Patients were randomized to either sodium bicarbonate infusion (4.2%, targeting pH≥7.30, 125-250 mL bolus followed by up to 1,000 mL total in 24 hours, pH followed with frequent ABGs) or usual care.
The protocol recommended but did not mandate when to start dialysis in either group.
Results
There was no difference in mortality at 90 days (62.1% vs. 61.7%).
That said, the confidence interval spanned a 7% reduction to an 8% increase in mortality, because in the design, the investigators hypothesized that bicarb would produce a 10% absolute mortality reduction from an 80% mortality in the control arm. This kind of wishful thinking keeps the enrollment numbers down and makes the trial more financially feasible, at the expense of certainty.
This meant that the trial was going to almost certainly be statistically neutral no matter the findings; we got lucky that the numeric mortality was equal in both arms.
Notably, patients who received sodium bicarbonate had a much lower rate of renal replacement therapy (35% vs 50%, significant) in the intention-to-treat analysis.
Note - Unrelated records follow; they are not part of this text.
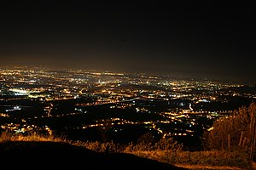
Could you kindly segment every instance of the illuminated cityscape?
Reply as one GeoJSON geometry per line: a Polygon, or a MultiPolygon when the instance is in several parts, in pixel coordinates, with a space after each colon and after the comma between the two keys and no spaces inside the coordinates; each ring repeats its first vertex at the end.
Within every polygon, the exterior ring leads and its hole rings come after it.
{"type": "Polygon", "coordinates": [[[191,141],[256,99],[255,85],[241,82],[38,67],[0,73],[1,131],[74,140],[131,142],[150,132],[191,141]]]}

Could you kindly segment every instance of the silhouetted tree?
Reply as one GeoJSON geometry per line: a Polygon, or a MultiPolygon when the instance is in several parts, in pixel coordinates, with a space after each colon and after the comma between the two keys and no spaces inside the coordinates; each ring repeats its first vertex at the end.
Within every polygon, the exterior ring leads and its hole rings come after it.
{"type": "Polygon", "coordinates": [[[203,145],[207,150],[226,150],[230,136],[230,148],[238,147],[243,133],[243,142],[252,139],[252,122],[256,115],[256,103],[253,102],[249,107],[241,106],[233,111],[233,114],[221,117],[213,123],[213,129],[205,133],[203,145]]]}

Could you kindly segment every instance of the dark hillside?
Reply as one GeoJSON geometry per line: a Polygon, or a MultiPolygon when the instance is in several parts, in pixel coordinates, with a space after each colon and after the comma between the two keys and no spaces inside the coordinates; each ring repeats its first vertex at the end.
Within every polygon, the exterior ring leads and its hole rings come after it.
{"type": "Polygon", "coordinates": [[[3,142],[1,165],[8,168],[184,169],[121,153],[98,153],[61,142],[3,142]]]}

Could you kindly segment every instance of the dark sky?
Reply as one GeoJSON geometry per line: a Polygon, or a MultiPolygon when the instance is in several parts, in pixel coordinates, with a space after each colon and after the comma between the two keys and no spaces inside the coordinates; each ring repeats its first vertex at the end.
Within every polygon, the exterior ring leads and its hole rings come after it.
{"type": "Polygon", "coordinates": [[[253,2],[35,2],[1,1],[0,65],[256,82],[253,2]]]}

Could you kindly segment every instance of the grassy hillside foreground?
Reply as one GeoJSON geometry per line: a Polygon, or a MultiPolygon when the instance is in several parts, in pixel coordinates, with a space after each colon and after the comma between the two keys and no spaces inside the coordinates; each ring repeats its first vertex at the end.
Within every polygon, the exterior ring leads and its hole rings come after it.
{"type": "Polygon", "coordinates": [[[148,147],[152,146],[72,142],[36,133],[23,136],[2,133],[0,136],[1,165],[9,168],[253,169],[251,162],[238,152],[148,147]]]}

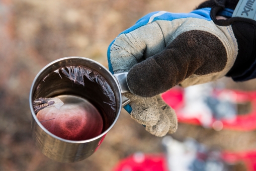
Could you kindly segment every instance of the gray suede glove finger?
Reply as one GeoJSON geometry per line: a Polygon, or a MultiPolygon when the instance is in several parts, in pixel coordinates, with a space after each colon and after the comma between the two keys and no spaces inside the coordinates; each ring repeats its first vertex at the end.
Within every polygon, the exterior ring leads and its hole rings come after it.
{"type": "Polygon", "coordinates": [[[142,98],[131,93],[124,95],[132,100],[130,103],[132,118],[145,125],[146,131],[159,137],[176,131],[178,122],[175,112],[160,95],[152,98],[142,98]]]}

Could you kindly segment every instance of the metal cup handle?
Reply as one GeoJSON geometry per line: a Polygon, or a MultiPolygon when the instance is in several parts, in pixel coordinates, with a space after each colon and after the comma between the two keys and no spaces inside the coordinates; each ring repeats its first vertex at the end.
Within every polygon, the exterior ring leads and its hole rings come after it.
{"type": "Polygon", "coordinates": [[[131,100],[125,96],[123,95],[124,93],[130,92],[130,90],[128,87],[127,81],[126,81],[126,77],[127,77],[127,72],[123,72],[120,73],[116,73],[114,74],[114,76],[116,78],[119,87],[121,89],[121,93],[122,93],[122,107],[129,104],[131,100]]]}

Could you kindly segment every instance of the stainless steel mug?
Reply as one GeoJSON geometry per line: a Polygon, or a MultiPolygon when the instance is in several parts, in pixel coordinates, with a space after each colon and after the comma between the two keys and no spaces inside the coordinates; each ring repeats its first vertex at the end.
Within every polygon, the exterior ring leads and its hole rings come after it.
{"type": "Polygon", "coordinates": [[[61,162],[78,161],[94,153],[115,124],[122,107],[129,102],[122,96],[129,91],[126,75],[127,73],[113,75],[98,62],[81,57],[62,58],[44,67],[35,78],[29,96],[32,136],[42,152],[61,162]],[[83,68],[87,69],[81,70],[83,68]],[[81,77],[77,70],[83,72],[81,77]],[[90,139],[74,141],[60,138],[45,128],[37,118],[33,102],[39,98],[59,96],[74,96],[92,104],[104,120],[101,134],[90,139]]]}

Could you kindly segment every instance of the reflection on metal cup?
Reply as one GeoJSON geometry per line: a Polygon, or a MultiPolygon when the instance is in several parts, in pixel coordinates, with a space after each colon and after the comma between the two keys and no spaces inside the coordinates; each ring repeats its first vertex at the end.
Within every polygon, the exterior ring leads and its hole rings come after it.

In the per-protocol or “as-treated” analysis, which breaks randomization to consider patients according to the treatment they received, the difference in need for RRT was smaller (38% vs 47%) but still significant. (Forty-seven control patients, or 15%, crossed over to receive bicarbonate.)
Patients randomized to bicarbonate therapy who required dialysis/CRRT were able to delay its initiation longer.
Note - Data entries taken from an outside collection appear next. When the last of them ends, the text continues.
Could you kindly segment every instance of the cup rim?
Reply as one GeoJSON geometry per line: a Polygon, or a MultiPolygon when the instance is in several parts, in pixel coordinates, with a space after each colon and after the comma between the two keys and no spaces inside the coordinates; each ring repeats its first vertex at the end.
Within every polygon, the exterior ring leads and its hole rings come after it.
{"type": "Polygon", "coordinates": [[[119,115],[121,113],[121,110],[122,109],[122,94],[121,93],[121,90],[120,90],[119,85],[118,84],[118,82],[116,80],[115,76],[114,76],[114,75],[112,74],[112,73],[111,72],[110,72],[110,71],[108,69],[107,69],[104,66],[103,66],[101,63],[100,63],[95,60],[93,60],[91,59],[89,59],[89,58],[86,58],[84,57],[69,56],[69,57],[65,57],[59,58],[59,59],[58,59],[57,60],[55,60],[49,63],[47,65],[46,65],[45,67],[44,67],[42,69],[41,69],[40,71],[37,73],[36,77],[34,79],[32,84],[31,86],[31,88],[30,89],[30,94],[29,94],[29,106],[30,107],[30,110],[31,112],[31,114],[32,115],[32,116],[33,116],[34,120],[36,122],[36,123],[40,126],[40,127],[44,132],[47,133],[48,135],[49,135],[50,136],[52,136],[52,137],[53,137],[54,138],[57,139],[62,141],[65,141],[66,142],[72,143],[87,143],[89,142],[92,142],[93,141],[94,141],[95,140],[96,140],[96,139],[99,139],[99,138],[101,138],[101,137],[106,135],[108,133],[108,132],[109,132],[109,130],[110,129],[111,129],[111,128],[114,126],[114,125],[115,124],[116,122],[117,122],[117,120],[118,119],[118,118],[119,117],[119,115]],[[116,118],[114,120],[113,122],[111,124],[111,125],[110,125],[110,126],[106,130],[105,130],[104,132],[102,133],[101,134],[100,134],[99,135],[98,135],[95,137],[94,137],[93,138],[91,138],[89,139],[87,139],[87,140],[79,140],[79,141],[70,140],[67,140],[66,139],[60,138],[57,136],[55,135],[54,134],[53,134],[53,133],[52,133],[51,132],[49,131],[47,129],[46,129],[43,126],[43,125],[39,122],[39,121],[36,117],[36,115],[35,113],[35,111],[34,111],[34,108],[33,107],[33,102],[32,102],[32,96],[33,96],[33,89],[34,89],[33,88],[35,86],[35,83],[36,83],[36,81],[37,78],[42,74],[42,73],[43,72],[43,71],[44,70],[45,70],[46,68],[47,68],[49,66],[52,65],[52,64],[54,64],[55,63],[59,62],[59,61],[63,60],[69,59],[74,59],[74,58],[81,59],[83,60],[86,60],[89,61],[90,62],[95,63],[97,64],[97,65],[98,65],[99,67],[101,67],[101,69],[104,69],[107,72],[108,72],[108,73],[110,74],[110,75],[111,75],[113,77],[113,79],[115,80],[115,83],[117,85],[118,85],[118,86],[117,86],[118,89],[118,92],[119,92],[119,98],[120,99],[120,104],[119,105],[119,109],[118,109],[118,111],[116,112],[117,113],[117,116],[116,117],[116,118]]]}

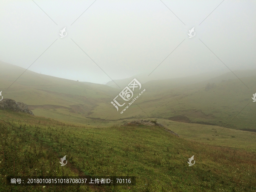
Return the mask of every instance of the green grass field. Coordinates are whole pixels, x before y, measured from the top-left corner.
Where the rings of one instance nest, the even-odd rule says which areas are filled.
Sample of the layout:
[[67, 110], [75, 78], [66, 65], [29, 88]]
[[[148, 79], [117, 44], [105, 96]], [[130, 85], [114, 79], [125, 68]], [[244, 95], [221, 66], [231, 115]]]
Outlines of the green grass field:
[[[6, 90], [24, 69], [0, 67], [4, 98], [26, 103], [35, 115], [0, 110], [0, 192], [256, 191], [253, 71], [235, 72], [249, 89], [230, 73], [147, 82], [120, 114], [111, 102], [124, 87], [27, 70]], [[138, 119], [157, 121], [180, 137], [122, 126]], [[61, 166], [64, 155], [68, 163]], [[6, 175], [134, 176], [136, 185], [16, 187], [5, 185]]]
[[[0, 191], [256, 190], [255, 151], [188, 140], [158, 127], [96, 128], [0, 113]], [[172, 128], [182, 123], [175, 123]], [[244, 145], [250, 142], [246, 136]], [[61, 167], [58, 162], [66, 155], [68, 163]], [[195, 163], [190, 167], [192, 155]], [[5, 176], [14, 175], [134, 176], [136, 185], [6, 186]]]

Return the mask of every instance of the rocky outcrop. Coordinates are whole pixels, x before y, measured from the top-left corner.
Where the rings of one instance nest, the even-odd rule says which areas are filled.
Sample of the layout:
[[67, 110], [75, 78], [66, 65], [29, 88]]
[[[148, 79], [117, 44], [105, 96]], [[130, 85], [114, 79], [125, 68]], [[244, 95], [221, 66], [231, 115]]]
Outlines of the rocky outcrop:
[[154, 121], [149, 121], [147, 120], [135, 120], [134, 121], [131, 121], [127, 123], [125, 123], [123, 125], [123, 126], [128, 126], [128, 125], [134, 125], [137, 126], [140, 125], [144, 125], [148, 126], [158, 126], [159, 127], [163, 127], [164, 128], [164, 129], [169, 133], [172, 134], [174, 134], [178, 137], [180, 137], [177, 133], [175, 133], [172, 131], [169, 130], [167, 127], [164, 126], [163, 125]]
[[16, 102], [10, 99], [4, 99], [0, 102], [0, 109], [9, 109], [15, 111], [21, 111], [34, 115], [33, 112], [28, 108], [28, 106], [22, 102]]

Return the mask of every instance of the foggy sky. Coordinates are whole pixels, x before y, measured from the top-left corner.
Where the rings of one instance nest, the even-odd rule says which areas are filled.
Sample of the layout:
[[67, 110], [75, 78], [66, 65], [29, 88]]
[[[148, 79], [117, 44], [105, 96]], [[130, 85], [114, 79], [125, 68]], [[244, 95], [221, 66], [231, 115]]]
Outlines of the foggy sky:
[[0, 61], [26, 69], [57, 40], [29, 70], [103, 84], [149, 75], [185, 40], [152, 78], [230, 71], [209, 49], [232, 71], [256, 67], [255, 1], [226, 0], [208, 16], [222, 0], [163, 0], [173, 13], [160, 0], [97, 0], [78, 19], [94, 0], [34, 1], [46, 14], [32, 0], [0, 0]]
There were therefore fewer vascular catheters placed in the bicarbonate arm, which dwelled for shorter periods, and those patients had fewer recorded bloodstream infections (4% vs 9%).
The reduced need for RRT occurred despite the bicarbonate arm patients receiving about 1L more in fluid over the first 24 hours, compared to controls.
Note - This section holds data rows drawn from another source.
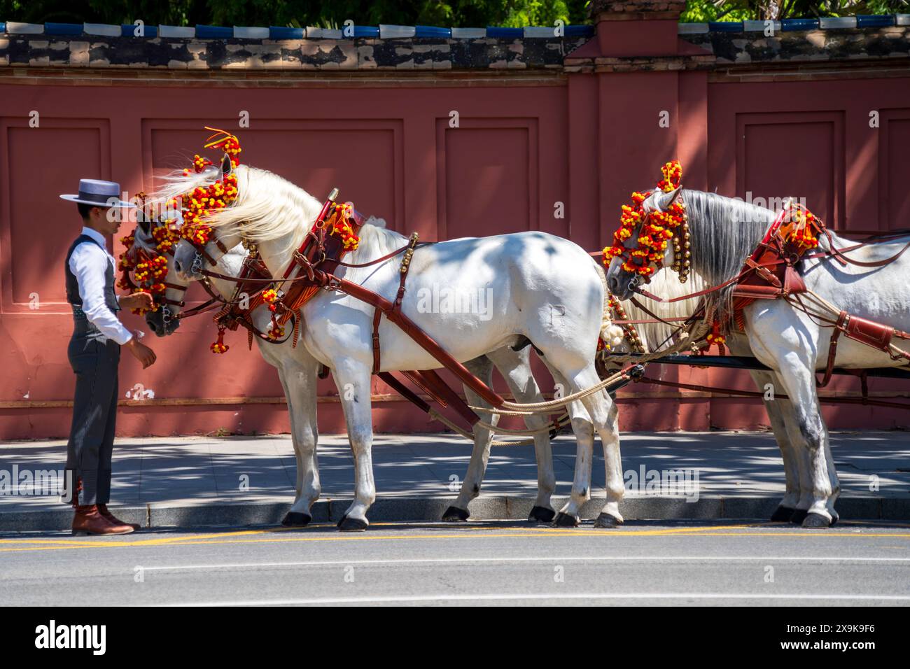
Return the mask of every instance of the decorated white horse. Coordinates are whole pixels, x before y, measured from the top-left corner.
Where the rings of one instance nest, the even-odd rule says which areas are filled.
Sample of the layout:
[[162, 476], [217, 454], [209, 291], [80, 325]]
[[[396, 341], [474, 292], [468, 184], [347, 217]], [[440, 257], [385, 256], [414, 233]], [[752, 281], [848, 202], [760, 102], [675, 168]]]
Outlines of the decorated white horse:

There was no clear increase in need for mechanical ventilation in the bicarbonate-treated arm.
Because investigators and care teams knew the treatment assignments, it’s impossible to rule out unmeasured treatment differences between groups. For example, dialysis could have been started systematically earlier (without conscious intent to bias the results) in control patients who were “on the fence” for needing RRT.
Discussion
Sodium bicarbonate infusions (for severe acidemia with AKI mostly due to septic shock) did not reduce mortality in this underpowered trial, but did reduce the use of renal replacement therapy.
Because dialysis initiation is a subjective decision, it’s particularly subject to bias. That said, the consistent signal of reduced RRT need across BICARICU-1 and 2 is interesting.
Most clinicians in the U.S. were already infusing bicarbonate for patients with metabolic acidosis and a pH < 7.15.
Replicating the trial design would require consultation with your ICU PharmD, as infusable 4.2% NaHCO3 solutions may require local mixing/compounding.
With its lack of apparent adverse events and suggestion of benefit in reduced need for RRT, the BICARICU-2 trial provides “good enough” reasons to enhance the practice of infusing sodium bicarbonate for patients with severe acidemia and AKI. In practical terms, this would mean using more concentrated NaHCO3 solutions, more consistently.





I think it is one of the most important studies of the year.
Of course, the 90-day mortality endpoint is BS because acidosis and AKI would be treated anyway in both groups.
However, it was highly plausible that loading the patient with bicarbonate would delay or obviate dialysis, as long as the patient urinates.
My take is that you don’t need to replicate their bicarb dilution. It is a first-order and dose-dependent effect. Give as necessary.
It would be interesting to see if there was a difference based on the delta/delta value. I would expect patients with a higher contribution of the normal gap acidosis to have a greater benefit from the bicarb as this is coming primarily from the AKI. It may be that patients with a greater contribution of the lactic acidosis have worse outcomes.